Chodzi o śledztwo w sprawie incydentu na moście granicznym z Niemcami w Słubicach z 29 czerwca. Bąkiewicz, działacz środowisk narodowych, oskarżył pracujących tam funkcjonariuszy Straży Granicznej i Żandarmerii Wojskowej, o to, że działają na szkodę Polski, wpuszczając migrantów na polecenie strony niemieckiej.
"Mamy ogromny szacunek dla polskiego munduru i dawaliśmy temu wyraz wielokrotnie. Ale nie możemy stać bezczynnie, kiedy sprowadzacie śmiertelne zagrożenie na nas i nasze rodziny" - napisał Robert Bąkiewicz, pokazując na X nagranie ze swojej rozmowy z funkcjonariuszką Straży Granicznej.
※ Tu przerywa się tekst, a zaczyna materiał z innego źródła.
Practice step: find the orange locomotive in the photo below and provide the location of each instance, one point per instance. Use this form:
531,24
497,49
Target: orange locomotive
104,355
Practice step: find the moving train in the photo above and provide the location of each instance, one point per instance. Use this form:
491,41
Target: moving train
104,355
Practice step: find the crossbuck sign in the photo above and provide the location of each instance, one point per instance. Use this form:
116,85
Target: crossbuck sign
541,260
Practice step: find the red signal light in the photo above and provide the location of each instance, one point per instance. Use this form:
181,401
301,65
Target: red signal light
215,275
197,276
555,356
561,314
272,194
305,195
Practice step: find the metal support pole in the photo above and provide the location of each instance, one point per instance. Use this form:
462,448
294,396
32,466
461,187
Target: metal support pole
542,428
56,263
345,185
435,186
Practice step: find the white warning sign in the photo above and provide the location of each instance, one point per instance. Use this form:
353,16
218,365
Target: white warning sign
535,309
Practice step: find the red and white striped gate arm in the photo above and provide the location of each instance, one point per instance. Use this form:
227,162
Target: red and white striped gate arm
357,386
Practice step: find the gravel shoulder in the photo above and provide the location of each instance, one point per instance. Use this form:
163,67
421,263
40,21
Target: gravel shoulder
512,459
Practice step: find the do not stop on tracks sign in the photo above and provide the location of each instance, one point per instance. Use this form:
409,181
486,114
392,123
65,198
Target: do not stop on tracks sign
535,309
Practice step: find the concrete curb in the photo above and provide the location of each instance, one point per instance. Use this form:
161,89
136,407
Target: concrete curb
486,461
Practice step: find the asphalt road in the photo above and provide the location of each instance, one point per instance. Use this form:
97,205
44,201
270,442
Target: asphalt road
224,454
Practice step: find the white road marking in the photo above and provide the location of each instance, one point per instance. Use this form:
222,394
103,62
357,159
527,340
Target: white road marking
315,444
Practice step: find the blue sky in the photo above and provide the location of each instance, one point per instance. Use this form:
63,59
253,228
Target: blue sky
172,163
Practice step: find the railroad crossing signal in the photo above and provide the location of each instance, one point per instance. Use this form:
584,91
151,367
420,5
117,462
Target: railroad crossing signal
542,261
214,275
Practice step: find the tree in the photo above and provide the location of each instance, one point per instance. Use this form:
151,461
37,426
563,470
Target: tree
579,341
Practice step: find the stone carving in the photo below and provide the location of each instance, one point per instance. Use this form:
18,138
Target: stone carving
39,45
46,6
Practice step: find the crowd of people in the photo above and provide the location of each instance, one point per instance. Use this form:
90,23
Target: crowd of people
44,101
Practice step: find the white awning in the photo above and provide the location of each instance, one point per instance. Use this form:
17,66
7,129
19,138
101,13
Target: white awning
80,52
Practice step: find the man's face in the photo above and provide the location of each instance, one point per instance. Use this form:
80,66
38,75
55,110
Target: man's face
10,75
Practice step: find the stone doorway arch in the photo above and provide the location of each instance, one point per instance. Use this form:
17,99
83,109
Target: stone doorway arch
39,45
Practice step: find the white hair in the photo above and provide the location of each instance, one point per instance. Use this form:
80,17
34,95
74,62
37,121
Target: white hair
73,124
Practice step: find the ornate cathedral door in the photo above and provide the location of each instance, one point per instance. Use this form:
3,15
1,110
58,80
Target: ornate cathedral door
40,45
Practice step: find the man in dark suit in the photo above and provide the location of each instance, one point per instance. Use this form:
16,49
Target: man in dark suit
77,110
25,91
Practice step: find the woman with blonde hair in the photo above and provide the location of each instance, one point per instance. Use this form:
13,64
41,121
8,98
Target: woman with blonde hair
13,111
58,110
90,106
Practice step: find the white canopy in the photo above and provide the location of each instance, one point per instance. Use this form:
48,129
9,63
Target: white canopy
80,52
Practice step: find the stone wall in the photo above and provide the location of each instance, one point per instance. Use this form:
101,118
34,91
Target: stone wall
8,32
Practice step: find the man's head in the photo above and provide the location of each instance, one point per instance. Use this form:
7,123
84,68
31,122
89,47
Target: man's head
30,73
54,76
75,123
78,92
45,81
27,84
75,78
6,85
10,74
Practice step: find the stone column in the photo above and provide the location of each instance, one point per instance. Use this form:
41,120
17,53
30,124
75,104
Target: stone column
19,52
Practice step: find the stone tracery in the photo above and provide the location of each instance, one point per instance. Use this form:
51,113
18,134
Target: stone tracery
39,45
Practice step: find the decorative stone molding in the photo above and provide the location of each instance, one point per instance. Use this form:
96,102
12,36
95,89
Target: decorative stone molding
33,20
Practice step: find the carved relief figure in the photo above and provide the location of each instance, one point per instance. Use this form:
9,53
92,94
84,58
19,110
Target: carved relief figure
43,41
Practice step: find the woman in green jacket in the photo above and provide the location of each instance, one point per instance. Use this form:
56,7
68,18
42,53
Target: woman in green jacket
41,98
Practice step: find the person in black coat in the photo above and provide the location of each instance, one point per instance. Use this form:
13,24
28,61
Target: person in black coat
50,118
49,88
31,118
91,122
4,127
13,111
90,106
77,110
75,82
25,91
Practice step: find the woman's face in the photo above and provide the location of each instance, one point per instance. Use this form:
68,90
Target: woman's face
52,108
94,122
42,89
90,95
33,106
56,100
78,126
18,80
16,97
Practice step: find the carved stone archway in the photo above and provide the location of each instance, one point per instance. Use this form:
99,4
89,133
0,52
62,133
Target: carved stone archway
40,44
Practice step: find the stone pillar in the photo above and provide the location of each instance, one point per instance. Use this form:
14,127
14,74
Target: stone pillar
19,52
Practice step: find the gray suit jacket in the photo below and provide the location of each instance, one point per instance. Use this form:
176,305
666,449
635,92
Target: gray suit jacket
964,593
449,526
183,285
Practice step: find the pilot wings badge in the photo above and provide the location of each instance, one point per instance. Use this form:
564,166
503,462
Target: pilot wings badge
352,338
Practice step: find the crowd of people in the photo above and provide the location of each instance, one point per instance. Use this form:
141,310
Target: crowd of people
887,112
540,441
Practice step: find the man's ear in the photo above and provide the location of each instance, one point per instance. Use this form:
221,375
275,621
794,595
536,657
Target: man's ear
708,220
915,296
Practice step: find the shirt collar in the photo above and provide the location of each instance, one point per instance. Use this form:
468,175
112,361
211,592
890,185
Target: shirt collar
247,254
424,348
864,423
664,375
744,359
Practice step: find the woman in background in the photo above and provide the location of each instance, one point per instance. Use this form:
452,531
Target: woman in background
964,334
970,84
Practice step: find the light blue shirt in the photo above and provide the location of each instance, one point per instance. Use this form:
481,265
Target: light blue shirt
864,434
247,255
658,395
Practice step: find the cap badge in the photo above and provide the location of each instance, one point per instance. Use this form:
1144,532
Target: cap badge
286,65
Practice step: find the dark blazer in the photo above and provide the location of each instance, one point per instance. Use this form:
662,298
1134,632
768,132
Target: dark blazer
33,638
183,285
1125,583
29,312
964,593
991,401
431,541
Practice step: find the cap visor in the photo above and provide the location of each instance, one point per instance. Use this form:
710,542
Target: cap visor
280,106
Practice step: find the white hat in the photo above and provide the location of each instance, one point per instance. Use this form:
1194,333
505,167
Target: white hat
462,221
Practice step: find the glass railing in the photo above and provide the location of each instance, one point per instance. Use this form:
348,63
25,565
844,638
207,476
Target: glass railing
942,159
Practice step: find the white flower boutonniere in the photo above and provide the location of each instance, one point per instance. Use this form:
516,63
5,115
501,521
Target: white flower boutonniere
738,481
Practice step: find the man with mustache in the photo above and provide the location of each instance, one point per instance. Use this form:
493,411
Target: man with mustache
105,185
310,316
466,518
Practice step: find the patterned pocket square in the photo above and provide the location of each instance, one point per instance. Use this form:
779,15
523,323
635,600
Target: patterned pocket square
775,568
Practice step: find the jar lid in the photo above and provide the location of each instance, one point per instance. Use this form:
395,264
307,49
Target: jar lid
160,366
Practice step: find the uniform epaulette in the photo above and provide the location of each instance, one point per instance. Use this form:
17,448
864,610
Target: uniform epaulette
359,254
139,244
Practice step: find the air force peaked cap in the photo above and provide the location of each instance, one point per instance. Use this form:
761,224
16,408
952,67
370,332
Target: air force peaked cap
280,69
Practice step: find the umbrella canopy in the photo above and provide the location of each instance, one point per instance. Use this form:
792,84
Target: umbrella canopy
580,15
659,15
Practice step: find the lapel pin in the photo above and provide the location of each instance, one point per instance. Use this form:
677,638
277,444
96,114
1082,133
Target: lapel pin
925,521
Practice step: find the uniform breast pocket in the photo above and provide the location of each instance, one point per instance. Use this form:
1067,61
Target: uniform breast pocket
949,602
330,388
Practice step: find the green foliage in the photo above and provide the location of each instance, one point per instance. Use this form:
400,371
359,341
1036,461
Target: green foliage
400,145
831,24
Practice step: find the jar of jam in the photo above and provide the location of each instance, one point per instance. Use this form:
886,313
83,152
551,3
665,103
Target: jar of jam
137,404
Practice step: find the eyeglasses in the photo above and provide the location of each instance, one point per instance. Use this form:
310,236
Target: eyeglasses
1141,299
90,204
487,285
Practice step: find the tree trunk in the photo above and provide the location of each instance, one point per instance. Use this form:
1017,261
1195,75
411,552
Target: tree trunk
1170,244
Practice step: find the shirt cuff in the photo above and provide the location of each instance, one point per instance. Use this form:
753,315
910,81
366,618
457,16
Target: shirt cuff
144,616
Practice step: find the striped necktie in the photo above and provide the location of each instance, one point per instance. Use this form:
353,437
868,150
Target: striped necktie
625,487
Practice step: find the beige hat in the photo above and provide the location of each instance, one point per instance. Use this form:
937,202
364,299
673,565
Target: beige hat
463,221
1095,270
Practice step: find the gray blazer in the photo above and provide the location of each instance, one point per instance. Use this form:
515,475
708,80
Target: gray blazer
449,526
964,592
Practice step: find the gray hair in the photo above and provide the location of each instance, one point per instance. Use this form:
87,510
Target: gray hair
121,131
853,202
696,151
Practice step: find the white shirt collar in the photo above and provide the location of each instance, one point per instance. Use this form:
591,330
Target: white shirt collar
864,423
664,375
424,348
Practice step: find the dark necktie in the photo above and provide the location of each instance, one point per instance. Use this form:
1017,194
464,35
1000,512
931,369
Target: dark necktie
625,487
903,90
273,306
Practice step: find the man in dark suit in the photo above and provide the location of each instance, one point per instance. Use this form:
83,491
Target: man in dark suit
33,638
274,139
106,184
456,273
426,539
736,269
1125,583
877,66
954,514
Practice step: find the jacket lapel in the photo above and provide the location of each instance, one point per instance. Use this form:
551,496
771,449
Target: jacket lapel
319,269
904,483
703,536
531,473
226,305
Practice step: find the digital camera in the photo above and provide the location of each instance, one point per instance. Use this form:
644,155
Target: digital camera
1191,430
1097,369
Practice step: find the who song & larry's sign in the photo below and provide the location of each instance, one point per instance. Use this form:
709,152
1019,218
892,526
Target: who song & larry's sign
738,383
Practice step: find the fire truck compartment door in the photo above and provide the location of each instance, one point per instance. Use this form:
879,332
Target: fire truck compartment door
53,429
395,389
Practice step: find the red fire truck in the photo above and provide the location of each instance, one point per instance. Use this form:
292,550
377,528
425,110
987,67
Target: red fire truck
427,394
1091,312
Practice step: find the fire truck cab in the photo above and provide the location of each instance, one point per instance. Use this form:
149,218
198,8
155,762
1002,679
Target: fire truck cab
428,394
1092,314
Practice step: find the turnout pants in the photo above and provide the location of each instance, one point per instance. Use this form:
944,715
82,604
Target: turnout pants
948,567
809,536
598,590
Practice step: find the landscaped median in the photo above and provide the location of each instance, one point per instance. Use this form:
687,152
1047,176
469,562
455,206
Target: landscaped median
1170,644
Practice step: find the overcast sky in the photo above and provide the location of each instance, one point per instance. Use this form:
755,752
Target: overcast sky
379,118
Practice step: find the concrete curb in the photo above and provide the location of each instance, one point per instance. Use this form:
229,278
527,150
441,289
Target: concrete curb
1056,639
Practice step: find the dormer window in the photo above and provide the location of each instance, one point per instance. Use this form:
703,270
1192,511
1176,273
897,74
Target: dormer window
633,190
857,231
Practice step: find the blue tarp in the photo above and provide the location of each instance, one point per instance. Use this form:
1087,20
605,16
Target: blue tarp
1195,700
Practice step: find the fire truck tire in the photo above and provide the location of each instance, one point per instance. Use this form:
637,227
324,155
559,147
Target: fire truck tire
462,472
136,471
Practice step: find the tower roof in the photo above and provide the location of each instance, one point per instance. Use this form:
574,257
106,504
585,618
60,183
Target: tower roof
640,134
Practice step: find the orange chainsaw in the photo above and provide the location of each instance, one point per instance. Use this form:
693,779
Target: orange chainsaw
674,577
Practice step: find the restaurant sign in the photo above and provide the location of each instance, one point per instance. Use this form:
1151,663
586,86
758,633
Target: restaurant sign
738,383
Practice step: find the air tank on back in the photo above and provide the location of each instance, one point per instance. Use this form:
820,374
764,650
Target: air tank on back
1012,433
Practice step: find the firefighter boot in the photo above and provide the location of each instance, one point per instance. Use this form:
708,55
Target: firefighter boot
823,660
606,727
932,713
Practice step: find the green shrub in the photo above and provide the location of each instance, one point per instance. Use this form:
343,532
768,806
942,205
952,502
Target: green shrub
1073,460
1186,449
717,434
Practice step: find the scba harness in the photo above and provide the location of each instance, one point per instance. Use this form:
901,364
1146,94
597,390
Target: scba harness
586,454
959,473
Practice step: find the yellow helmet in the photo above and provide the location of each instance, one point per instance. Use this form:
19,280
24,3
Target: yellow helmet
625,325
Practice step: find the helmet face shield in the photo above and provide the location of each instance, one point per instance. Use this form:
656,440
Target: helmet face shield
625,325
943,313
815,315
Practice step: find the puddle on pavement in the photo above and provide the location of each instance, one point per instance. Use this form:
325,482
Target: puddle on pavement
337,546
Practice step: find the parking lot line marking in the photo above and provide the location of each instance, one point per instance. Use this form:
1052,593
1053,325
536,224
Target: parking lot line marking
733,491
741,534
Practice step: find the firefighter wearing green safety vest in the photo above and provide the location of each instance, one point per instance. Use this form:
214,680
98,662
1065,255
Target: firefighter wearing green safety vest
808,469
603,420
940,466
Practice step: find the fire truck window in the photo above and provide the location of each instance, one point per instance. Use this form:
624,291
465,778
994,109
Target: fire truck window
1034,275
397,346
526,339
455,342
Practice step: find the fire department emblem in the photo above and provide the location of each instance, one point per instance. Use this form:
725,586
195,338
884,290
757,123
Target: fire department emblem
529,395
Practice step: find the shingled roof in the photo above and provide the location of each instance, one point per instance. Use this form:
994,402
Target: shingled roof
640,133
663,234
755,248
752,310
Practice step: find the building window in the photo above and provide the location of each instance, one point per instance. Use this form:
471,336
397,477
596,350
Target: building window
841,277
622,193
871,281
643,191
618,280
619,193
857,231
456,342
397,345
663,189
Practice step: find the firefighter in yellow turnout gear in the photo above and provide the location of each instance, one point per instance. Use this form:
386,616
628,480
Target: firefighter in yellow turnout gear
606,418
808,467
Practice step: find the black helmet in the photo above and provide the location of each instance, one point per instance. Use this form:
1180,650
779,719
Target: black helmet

Prokurator Regionalna każe referentowi postawić zarzuty Bąkiewczowi
Śledztwo w tej sprawie następnego dnia wszczęła Prokuratura Okręgowa w Gorzowie Wielkopolskim, ale – jak wynika z komunikatu Prokuratury Regionalnej w Szczecinie, nie zdecydowała się na postawienie Bąkiewiczowi zarzutów. Z tą decyzją nie zgodziła się nadzorująca gorzowską prokuraturę Prokuratura Regionalna w Szczecinie. Poleciła prokuratorowi prowadzącemu postępowanie, by wydał postanowienia o przedstawieniu zarzutu Bąkiewiczowi i go przesłuchał.
„Prokurator Regionalna w Szczecinie wydała dziś prokuratorowi referentowi z Prokuratury Okręgowej w Gorzowie Wielkopolskim polecenie przedstawienia Robertowi B. zarzutu znieważenia funkcjonariuszy Straży Granicznej i Żandarmerii Wojskowej w dniu 29 czerwca 2025 r. w Słubicach, podczas i w związku z pełnieniem przez nich obowiązków służbowych - poinformował rzecznik Prokuratury Krajowej prok. Przemysław Nowak na platformie X.